THERE ARE more than 30 ethical unit and investment trusts on the market and the number is growing, each with a slightly different set of parameters on how they allocate funds.
They base their investment strategies on both positive and negative criteria. Positive means actively searching out companies which do something considered "good", such as supplying the necessities of life - bread, water and clothing. Negative means avoiding companies involved in "bad" activities, such as gambling or the arms trade.
For those who want an ethical investment, the first step is to decide what issues are important to you, then choose a fund which best approximates your values. The problem here is that the commitment of companies towards some social goal can vary, not only in whether or not they support a particular policy, but the degree to which they do so.

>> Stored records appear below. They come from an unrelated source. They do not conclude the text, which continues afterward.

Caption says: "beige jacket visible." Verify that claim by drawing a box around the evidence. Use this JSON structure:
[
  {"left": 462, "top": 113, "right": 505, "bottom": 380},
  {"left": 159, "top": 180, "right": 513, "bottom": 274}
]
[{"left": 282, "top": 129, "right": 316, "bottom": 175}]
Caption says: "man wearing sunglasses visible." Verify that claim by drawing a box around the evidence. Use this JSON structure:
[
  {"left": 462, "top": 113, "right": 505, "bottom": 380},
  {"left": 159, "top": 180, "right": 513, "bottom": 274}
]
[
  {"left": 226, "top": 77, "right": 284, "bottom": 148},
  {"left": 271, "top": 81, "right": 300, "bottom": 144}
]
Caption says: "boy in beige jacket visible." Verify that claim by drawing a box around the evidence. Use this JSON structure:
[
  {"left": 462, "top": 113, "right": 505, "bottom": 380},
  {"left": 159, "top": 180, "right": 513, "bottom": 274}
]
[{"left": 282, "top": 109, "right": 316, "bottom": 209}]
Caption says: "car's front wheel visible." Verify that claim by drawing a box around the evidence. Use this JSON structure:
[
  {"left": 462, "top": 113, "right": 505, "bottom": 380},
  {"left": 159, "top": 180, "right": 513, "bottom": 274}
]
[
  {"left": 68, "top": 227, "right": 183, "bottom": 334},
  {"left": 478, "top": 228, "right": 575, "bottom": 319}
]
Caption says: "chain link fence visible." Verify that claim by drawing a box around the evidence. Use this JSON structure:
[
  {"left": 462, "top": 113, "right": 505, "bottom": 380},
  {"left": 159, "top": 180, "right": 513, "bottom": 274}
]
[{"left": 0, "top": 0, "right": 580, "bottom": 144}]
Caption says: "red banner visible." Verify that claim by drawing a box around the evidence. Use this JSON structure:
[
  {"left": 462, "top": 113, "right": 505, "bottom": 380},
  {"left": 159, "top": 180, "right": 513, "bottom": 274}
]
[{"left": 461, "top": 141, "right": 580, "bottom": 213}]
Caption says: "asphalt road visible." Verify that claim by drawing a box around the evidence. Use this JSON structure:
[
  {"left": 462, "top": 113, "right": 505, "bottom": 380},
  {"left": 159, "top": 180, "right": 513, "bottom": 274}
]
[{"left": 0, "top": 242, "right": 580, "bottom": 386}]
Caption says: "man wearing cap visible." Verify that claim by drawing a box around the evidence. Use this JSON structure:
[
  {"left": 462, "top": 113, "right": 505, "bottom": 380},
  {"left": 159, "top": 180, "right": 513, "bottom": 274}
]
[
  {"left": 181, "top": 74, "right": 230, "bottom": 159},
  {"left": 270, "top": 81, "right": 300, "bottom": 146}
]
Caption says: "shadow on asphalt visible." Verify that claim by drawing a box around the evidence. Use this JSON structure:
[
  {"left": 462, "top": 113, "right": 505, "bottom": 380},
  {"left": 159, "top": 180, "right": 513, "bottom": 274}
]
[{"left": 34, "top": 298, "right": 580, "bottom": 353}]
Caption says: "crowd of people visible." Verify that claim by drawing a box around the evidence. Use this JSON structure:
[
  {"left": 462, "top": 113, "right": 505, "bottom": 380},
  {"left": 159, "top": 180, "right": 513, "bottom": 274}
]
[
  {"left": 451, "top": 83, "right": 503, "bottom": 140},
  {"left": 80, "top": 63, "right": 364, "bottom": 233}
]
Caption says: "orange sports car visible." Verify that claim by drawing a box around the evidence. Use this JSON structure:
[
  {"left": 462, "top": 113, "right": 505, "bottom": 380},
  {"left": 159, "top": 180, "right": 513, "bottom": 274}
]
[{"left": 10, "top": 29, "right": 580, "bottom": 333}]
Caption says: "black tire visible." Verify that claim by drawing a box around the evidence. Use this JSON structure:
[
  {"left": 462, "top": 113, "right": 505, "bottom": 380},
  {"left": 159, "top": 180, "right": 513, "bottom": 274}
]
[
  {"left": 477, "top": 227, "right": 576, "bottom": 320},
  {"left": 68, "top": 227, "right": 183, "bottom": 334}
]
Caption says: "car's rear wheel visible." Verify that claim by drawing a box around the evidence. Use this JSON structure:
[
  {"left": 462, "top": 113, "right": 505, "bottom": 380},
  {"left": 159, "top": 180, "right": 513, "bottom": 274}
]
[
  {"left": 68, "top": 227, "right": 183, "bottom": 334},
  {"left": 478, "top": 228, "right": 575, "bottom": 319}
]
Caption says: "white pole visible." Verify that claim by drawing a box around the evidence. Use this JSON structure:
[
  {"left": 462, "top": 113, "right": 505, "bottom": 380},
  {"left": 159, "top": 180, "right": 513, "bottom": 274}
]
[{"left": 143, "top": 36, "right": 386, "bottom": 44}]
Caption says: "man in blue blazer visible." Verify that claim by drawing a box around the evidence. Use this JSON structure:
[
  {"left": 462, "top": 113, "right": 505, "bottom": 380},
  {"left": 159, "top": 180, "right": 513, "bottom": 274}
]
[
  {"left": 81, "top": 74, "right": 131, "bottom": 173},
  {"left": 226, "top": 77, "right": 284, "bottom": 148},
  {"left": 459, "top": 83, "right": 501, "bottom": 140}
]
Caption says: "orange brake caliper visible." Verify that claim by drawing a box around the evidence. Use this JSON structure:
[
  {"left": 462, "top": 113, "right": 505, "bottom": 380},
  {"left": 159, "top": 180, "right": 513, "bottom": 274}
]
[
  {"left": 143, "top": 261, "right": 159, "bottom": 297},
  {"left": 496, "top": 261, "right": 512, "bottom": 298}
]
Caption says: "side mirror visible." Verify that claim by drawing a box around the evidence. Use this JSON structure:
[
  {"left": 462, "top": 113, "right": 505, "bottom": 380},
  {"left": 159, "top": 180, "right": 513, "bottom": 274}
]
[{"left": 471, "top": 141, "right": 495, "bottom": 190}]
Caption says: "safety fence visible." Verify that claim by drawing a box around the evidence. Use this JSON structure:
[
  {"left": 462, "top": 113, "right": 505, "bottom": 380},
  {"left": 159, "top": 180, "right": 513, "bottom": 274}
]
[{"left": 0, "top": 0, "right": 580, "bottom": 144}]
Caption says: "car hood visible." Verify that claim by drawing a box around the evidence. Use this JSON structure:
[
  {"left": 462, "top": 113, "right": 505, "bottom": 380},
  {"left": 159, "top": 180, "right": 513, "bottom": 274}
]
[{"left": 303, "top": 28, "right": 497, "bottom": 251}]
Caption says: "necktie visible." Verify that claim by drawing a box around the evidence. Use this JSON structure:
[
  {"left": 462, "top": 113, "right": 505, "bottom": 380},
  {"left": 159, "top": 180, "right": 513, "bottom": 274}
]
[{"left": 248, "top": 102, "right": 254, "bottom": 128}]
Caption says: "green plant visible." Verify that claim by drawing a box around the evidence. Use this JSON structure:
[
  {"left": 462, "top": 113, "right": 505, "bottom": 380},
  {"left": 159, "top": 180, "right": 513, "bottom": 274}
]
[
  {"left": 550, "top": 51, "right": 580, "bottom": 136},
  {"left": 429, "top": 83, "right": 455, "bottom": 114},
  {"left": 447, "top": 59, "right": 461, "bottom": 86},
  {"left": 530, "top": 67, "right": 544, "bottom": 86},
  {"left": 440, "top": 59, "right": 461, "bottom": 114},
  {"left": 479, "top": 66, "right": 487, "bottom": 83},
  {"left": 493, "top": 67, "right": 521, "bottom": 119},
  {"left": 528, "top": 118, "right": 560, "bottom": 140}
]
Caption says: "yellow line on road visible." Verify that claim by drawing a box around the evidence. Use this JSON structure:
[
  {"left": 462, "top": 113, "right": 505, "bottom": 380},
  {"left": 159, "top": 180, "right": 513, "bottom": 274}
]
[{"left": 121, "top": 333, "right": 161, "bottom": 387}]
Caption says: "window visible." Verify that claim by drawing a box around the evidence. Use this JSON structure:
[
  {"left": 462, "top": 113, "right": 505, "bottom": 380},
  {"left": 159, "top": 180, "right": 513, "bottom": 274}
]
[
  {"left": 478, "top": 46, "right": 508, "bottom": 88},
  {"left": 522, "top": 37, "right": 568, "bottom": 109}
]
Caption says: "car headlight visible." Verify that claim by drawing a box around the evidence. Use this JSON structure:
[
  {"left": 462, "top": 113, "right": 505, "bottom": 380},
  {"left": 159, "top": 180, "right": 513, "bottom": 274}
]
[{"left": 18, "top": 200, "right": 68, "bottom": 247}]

For example, the TSB Environmental Investor Fund is a "green fund" and, among many other considerations, will back companies which achieve a reduction in fuel bills by energy conservation. Yet the TSB fund will only avoid investing in UK companies which have contracts with the Ministry of Defence of more than pounds 250m over three years. By contrast, Friends Provident's Stewardship trust has a pounds 5m limit over three years on MoD contracts.
Ethical investors often assume they will have to accept a lower return as the price of listening to their conscience. In fact, ethical trusts have slightly out-performed the UK sector as a whole, over both the past one year and the past five years. A sum of pounds 1,000 invested in the average ethical trust five years ago would now be worth pounds 1,464, against just pounds 1,409 for the average UK unit trust.
All equity unit trusts have been hit by stockmarket falls in the last few weeks, but ethical funds have suffered less than most. The one-year returns for a pounds 1,000 investment are pounds 986 for the average ethical trusts and pounds 949 for the average UK trusts.